「続かない」は、意志ではなく設計の話
最初に、いちばん大事なことを置きます。勉強が途切れるのを、人格や意志の問題として扱う必要はありません。
社労士試験は、範囲が労働社会保険の諸法令と広く、選択式・択一式の二段構え、しかも科目別の基準点があります。試験は年に一度。つまり、短期で一気に詰め込んで終わる試験ではなく、長い期間、積み上げ続けることが構造的に求められる試験なんです。
長く続けるものは、気分や意志だけでは支えきれません。

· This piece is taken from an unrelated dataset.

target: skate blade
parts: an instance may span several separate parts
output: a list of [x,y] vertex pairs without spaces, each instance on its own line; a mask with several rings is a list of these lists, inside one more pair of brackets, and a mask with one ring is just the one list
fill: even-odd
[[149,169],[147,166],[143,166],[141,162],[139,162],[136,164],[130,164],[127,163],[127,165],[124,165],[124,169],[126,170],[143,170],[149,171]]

これはあなたが弱いのではなく、長期戦に「仕組み」を用意していないだけ。続かない原因を自分の内側に探すと、自己否定が深まるだけで、何も解決しません。原因は、内側ではなく設計のほうにあります。
だからこの先で見ていくのは、「もっと頑張る方法」ではありません。やる気が低い日でも最低限戻れる、そういう設計の置き方です。シカクエは、その設計を一緒に組む側に立ちます。あなたを評価する側ではなく、横で並走する側です。

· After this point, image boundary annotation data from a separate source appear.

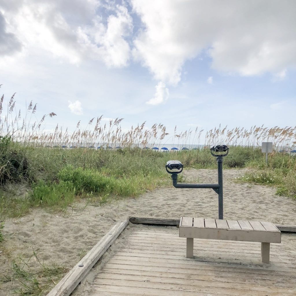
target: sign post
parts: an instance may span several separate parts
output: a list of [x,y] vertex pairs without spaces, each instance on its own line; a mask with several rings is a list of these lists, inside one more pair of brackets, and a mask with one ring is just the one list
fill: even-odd
[[266,163],[267,163],[267,154],[272,152],[272,142],[263,142],[262,143],[261,151],[266,154]]

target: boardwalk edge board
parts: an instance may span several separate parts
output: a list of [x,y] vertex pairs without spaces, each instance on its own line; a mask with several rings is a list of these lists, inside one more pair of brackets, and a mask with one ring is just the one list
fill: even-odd
[[[170,225],[178,227],[180,219],[160,219],[152,218],[138,218],[131,217],[130,222],[134,224],[156,224],[157,225]],[[281,232],[296,232],[296,226],[275,224],[279,230]]]
[[69,296],[125,228],[127,219],[115,225],[61,280],[47,296]]

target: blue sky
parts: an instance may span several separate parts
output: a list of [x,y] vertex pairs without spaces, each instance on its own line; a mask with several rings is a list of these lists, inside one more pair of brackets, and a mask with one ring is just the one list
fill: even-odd
[[296,2],[0,0],[0,84],[75,129],[294,126]]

個人的には、この「自分のせいにしない」という一点に立てるかどうかで、その後の続きやすさがまるで変わると思っています。土台が自己否定だと、どんな計画も長くは回らないからです。
やる気が高い日ではなく、低い日に合わせる
続ける設計の核心を、先に言います。それは「やる気が高い日に多く進める」設計ではなく、「やる気が低い日でも戻れる」設計にすることです。
多くの計画は、調子のいい日を基準に組まれます。「一日二時間やる」と決めて、できた日は気持ちいい。でも、生活には波があります。できない日が出たとき、二時間という基準は「未達」の烙印になり、そこから離れてしまう。これが、続かない人のいちばん多いパターンです。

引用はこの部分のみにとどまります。